CYPRUS AIRWAYS (CY) employees have again come under heavy fire from Communications Minister Averoff Neophytou, who yesterday lambasted their fondness for strike action.

Both CY pilots and engineers have staged two-hour walkouts this month, grounding flights and leaving tourists stranded as they called union meetings to discuss developments in their separate running disputes with management.

“If workers at the national carrier do not become aware of the damage they are causing their own company with their continuous strikes and acting up – the pilots on the one hand and the engineers on the other – the damage they are doing to themselves, they will close down the national carrier,” Neophytou said yesterday.

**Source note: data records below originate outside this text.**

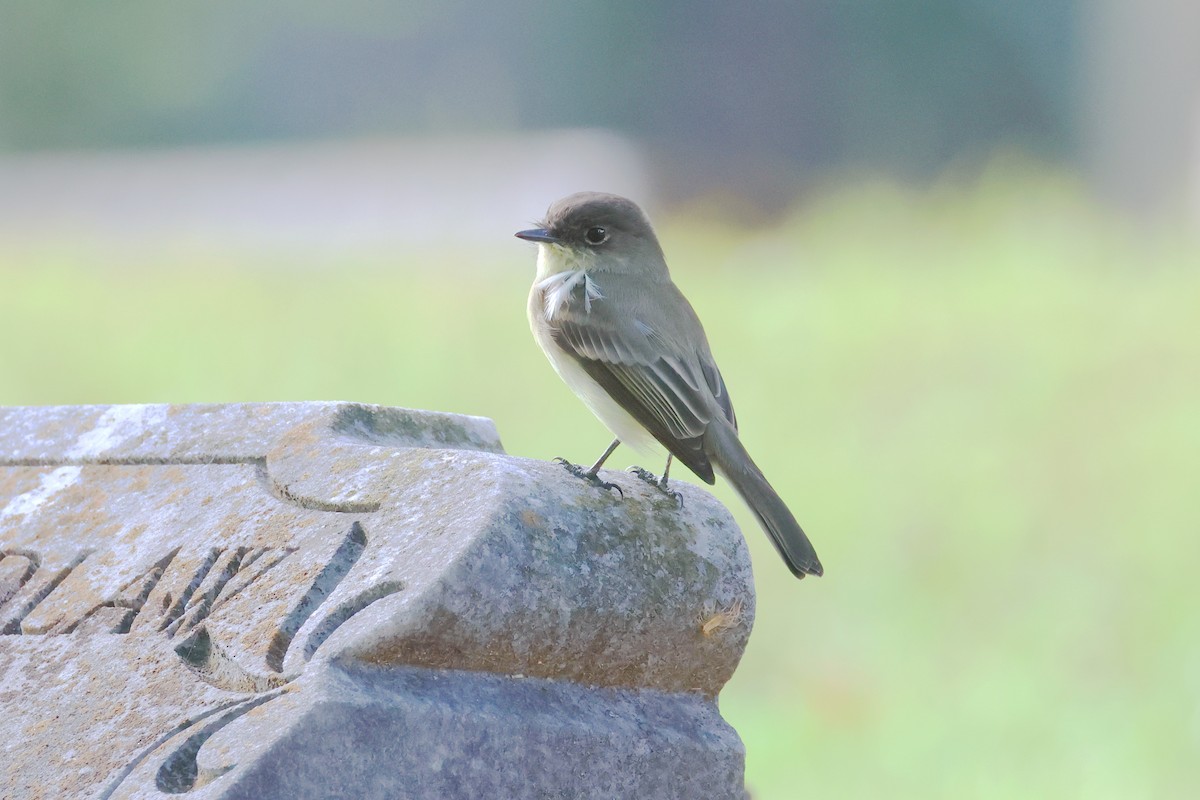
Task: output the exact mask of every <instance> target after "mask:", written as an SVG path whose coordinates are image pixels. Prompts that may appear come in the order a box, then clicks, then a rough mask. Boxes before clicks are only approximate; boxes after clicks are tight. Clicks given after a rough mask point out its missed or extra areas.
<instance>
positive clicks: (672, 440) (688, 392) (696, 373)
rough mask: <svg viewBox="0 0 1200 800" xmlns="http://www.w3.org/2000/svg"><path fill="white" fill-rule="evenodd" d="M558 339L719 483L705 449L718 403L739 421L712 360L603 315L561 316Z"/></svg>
mask: <svg viewBox="0 0 1200 800" xmlns="http://www.w3.org/2000/svg"><path fill="white" fill-rule="evenodd" d="M564 311H565V309H564ZM551 336H552V338H553V341H554V343H556V344H557V345H558V347H559V348H562V349H563V350H564V351H565V353H566V354H569V355H570V356H572V357H574V359H575V360H576V361H577V362H578V363H580V366H582V367H583V369H584V371H586V372H587V373H588V374H589V375H590V377H592V378H593V380H595V381H596V383H598V384H600V386H601V387H604V389H605V391H607V392H608V395H611V396H612V398H613V399H614V401H617V403H619V404H620V407H622V408H623V409H625V411H628V413H629V415H630V416H632V417H634V419H635V420H637V421H638V422H641V423H642V425H643V426H644V427H646V429H647V431H649V432H650V434H652V435H653V437H654V438H655V439H658V440H659V441H660V443H661V444H662V446H664V447H666V449H667V450H668V451H670V452H671V453H672V455H673V456H674V457H676V458H678V459H679V461H680V462H683V463H684V464H685V465H686V467H688V468H689V469H690V470H691V471H694V473H695V474H696V475H697V476H700V479H701V480H703V481H706V482H707V483H714V482H715V480H716V479H715V476H714V474H713V465H712V463H710V462H709V459H708V456H707V455H706V453H704V449H703V437H704V431H706V429H707V428H708V425H709V422H712V419H713V413H714V409H713V404H712V402H713V399H714V398H715V399H716V402H718V409H720V411H721V413H722V414H724V415H725V416H726V419H728V421H730V422H732V423H734V425H736V421H734V416H733V407H732V404H731V403H730V399H728V392H727V391H726V389H725V381H724V380H722V379H721V374H720V372H719V371H718V369H716V365H714V363H712V359H710V357H709V359H702V356H701V354H698V353H691V354H688V353H678V351H676V349H674V348H671V347H670V345H668V344H667V343H666V342H665V341H664V339H661V338H659V337H658V336H656V335H655V333H654V332H653V331H646V330H643V327H640V326H637V325H636V324H635V323H634V321H632V320H619V319H614V318H613V317H612V315H610V314H602V313H586V314H580V313H578V312H574V313H572V312H566V313H560V314H558V315H557V317H556V319H554V321H553V324H552V327H551ZM706 355H707V354H706Z"/></svg>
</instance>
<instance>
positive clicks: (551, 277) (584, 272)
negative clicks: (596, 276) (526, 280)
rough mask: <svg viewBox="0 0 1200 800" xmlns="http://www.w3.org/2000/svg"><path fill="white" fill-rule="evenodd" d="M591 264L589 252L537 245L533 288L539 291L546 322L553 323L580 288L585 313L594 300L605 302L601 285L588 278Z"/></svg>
mask: <svg viewBox="0 0 1200 800" xmlns="http://www.w3.org/2000/svg"><path fill="white" fill-rule="evenodd" d="M593 261H594V257H593V255H592V254H590V253H580V252H578V251H575V249H570V248H566V247H562V246H559V245H550V243H541V245H539V246H538V276H536V277H535V278H534V285H535V287H536V288H538V289H539V290H540V291H541V297H542V314H544V315H545V318H546V321H552V320H553V319H554V318H556V317H557V315H558V314H559V313H560V312H562V311H563V309H564V308H565V307H568V306H569V305H570V303H571V300H572V295H574V293H575V289H576V288H578V287H582V288H583V291H582V296H581V300H582V306H583V312H584V313H588V314H589V313H592V303H593V302H594V301H598V300H604V293H602V291H601V290H600V284H599V283H596V281H595V279H594V278H593V277H592V276H590V275H588V269H589V267H590V266H593Z"/></svg>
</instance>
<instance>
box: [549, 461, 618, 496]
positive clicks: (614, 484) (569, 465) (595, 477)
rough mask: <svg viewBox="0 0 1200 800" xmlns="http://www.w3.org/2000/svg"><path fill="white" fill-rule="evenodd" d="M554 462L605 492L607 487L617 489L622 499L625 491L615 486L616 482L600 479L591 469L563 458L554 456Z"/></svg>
mask: <svg viewBox="0 0 1200 800" xmlns="http://www.w3.org/2000/svg"><path fill="white" fill-rule="evenodd" d="M554 463H556V464H562V465H563V469H565V470H566V471H568V473H570V474H571V475H574V476H575V477H578V479H582V480H584V481H587V482H588V483H590V485H592V486H595V487H598V488H601V489H604V491H606V492H607V491H608V489H617V494H619V495H620V498H622V499H623V500H624V499H625V493H624V492H622V491H620V487H619V486H617V485H616V483H610V482H608V481H605V480H601V479H600V476H599V475H596V474H595V473H593V471H590V470H588V469H584V468H582V467H580V465H578V464H572V463H571V462H569V461H566V459H565V458H556V459H554Z"/></svg>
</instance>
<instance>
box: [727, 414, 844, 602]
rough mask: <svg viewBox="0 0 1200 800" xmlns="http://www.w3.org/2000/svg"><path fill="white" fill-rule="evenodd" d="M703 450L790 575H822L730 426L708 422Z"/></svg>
mask: <svg viewBox="0 0 1200 800" xmlns="http://www.w3.org/2000/svg"><path fill="white" fill-rule="evenodd" d="M704 451H706V452H707V453H708V457H709V458H710V459H712V462H713V464H714V465H715V467H716V469H718V470H719V471H720V473H721V474H722V475H724V476H725V479H726V480H727V481H728V482H730V483H732V485H733V488H734V489H737V492H738V494H739V495H742V499H743V500H744V501H745V504H746V505H748V506H750V510H751V511H754V513H755V516H756V517H758V523H760V524H761V525H762V528H763V530H766V531H767V535H768V536H770V541H772V543H774V545H775V549H776V551H779V554H780V555H782V557H784V561H786V563H787V569H790V570H791V571H792V575H794V576H796V577H797V578H803V577H804V576H805V575H816V576H821V575H823V573H824V569H823V567H822V566H821V561H820V560H818V559H817V552H816V551H815V549H812V543H811V542H810V541H809V537H808V536H805V535H804V530H803V529H802V528H800V524H799V523H798V522H796V517H793V516H792V512H791V511H788V510H787V506H786V505H785V504H784V501H782V500H781V499H780V497H779V495H778V494H775V489H773V488H770V483H768V482H767V479H766V477H763V474H762V470H760V469H758V467H756V465H755V463H754V461H752V459H751V458H750V453H748V452H746V449H745V447H743V446H742V441H740V440H739V439H738V432H737V431H734V429H733V426H731V425H721V423H720V422H715V423H713V425H710V426H709V428H708V431H707V432H706V433H704Z"/></svg>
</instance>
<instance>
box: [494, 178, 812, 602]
mask: <svg viewBox="0 0 1200 800" xmlns="http://www.w3.org/2000/svg"><path fill="white" fill-rule="evenodd" d="M516 235H517V236H518V237H520V239H524V240H527V241H532V242H536V243H538V276H536V277H535V278H534V283H533V289H532V290H530V291H529V309H528V311H529V327H532V329H533V336H534V338H535V339H536V341H538V344H539V345H540V347H541V349H542V351H544V353H545V354H546V357H548V359H550V362H551V365H553V367H554V371H556V372H558V374H559V377H560V378H562V379H563V380H564V381H565V383H566V385H568V386H570V387H571V390H572V391H574V392H575V393H576V395H578V396H580V399H582V401H583V402H584V403H586V404H587V405H588V408H590V409H592V413H593V414H595V415H596V416H598V417H600V421H601V422H604V423H605V426H606V427H607V428H608V429H610V431H612V432H613V434H616V437H617V439H616V440H614V441H613V443H612V444H611V445H608V449H607V450H606V451H605V452H604V455H602V456H600V458H599V461H596V463H595V464H593V465H592V467H590V468H589V469H587V470H584V469H583V468H582V467H577V465H575V464H570V463H566V462H565V461H563V464H564V465H565V467H566V468H568V469H569V470H570V471H571V473H574V474H575V475H578V476H580V477H584V479H587V480H589V481H592V482H593V483H596V485H599V486H604V487H606V488H617V487H616V486H614V485H612V483H605V482H604V481H601V480H600V479H599V477H598V473H599V471H600V467H601V465H602V464H604V462H605V459H606V458H608V456H611V455H612V451H613V450H616V449H617V445H619V444H620V443H622V441H624V443H626V444H629V445H631V446H632V447H634V449H635V450H638V451H642V452H644V451H647V450H649V451H652V452H653V450H654V443H655V441H658V443H659V444H661V445H662V446H664V447H666V449H667V452H668V453H670V455H668V456H667V463H666V468H665V469H664V470H662V479H661V480H655V479H654V476H653V475H650V474H649V473H646V471H644V470H636V471H637V473H638V476H640V477H642V479H643V480H647V481H648V482H652V483H654V485H655V486H658V487H659V488H660V489H662V491H664V492H666V493H668V494H672V495H674V493H672V492H670V491H668V489H667V473H668V471H670V469H671V458H672V457H674V458H678V459H679V461H682V462H683V463H684V464H685V465H686V467H688V468H689V469H690V470H691V471H694V473H695V474H696V475H697V476H700V479H701V480H703V481H704V482H706V483H715V482H716V479H715V477H714V474H713V473H714V469H715V470H716V471H719V473H720V474H721V475H722V476H724V477H725V479H726V480H727V481H730V483H732V485H733V488H734V489H737V492H738V494H740V495H742V499H743V500H745V503H746V505H748V506H750V510H751V511H754V513H755V516H756V517H758V522H760V523H761V524H762V527H763V529H764V530H766V531H767V534H768V535H769V536H770V541H772V542H774V545H775V549H778V551H779V554H780V555H782V557H784V561H786V563H787V566H788V569H790V570H791V571H792V573H793V575H796V577H798V578H803V577H804V576H805V575H821V573H822V571H823V570H822V567H821V561H818V560H817V554H816V552H815V551H814V549H812V545H811V543H810V542H809V539H808V536H805V535H804V531H803V530H800V525H799V524H798V523H797V522H796V517H793V516H792V512H791V511H788V510H787V506H786V505H785V504H784V501H782V500H781V499H780V498H779V495H778V494H775V491H774V489H773V488H770V483H768V482H767V479H766V477H763V475H762V473H761V471H760V470H758V468H757V467H756V465H755V463H754V462H752V461H751V459H750V455H749V453H746V451H745V447H743V446H742V441H740V440H739V439H738V422H737V417H734V415H733V405H732V403H731V402H730V393H728V391H727V390H726V389H725V380H722V379H721V373H720V371H719V369H718V368H716V362H714V361H713V354H712V351H710V350H709V348H708V339H707V338H706V337H704V329H703V327H702V326H701V324H700V319H698V318H697V317H696V312H695V311H692V308H691V305H690V303H689V302H688V300H686V299H685V297H684V296H683V294H682V293H680V291H679V289H677V288H676V284H674V283H672V282H671V275H670V273H668V271H667V264H666V260H665V259H664V257H662V248H661V247H660V246H659V240H658V239H656V237H655V235H654V230H653V228H650V222H649V219H647V218H646V215H644V213H643V212H642V210H641V209H640V207H637V205H636V204H635V203H632V201H631V200H626V199H625V198H623V197H617V196H614V194H600V193H596V192H581V193H580V194H572V196H570V197H568V198H564V199H562V200H559V201H558V203H554V204H553V205H552V206H550V210H548V211H547V212H546V221H545V222H544V223H542V224H541V227H540V228H534V229H533V230H522V231H520V233H517V234H516ZM560 461H562V459H560ZM618 491H619V489H618ZM676 497H678V495H676Z"/></svg>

He said the fact that the air transport sector was to be liberalised as part of EU harmonisation should make all CY employees keen avoid strikes and to work harder.

“If they were aware of the increased competition around ahead of liberalisation, then instead of strikes they would be having meetings on how to increase productivity and improve their services towards the travelling public,” the minister said.

This is not the first time Neophytou has hit out at CY employees, who have a long track record of disrupting the airline through strike action.

CY engineers, represented by the ASYSEKA union, yesterday had a meeting with airline bosses at the Labour Ministry to talk over the dispute over promotions that caused a two-hour walkout at Larnaca and Paphos airports on July 20. The union are pushing for improved promotion prospects, while CY bosses say they will not give in to strike “blackmail”.

No agreement was reached during yesterday’s meeting, and another meeting with Labour Ministry mediators was set for August 1.

The CY pilots who walked out a week before the engineers are demanding that they have priority when it comes to promotions in the airline’s charter subsidiary, Eurocypria. Eurocypria pilots are dead set against the demands of their CY counterparts.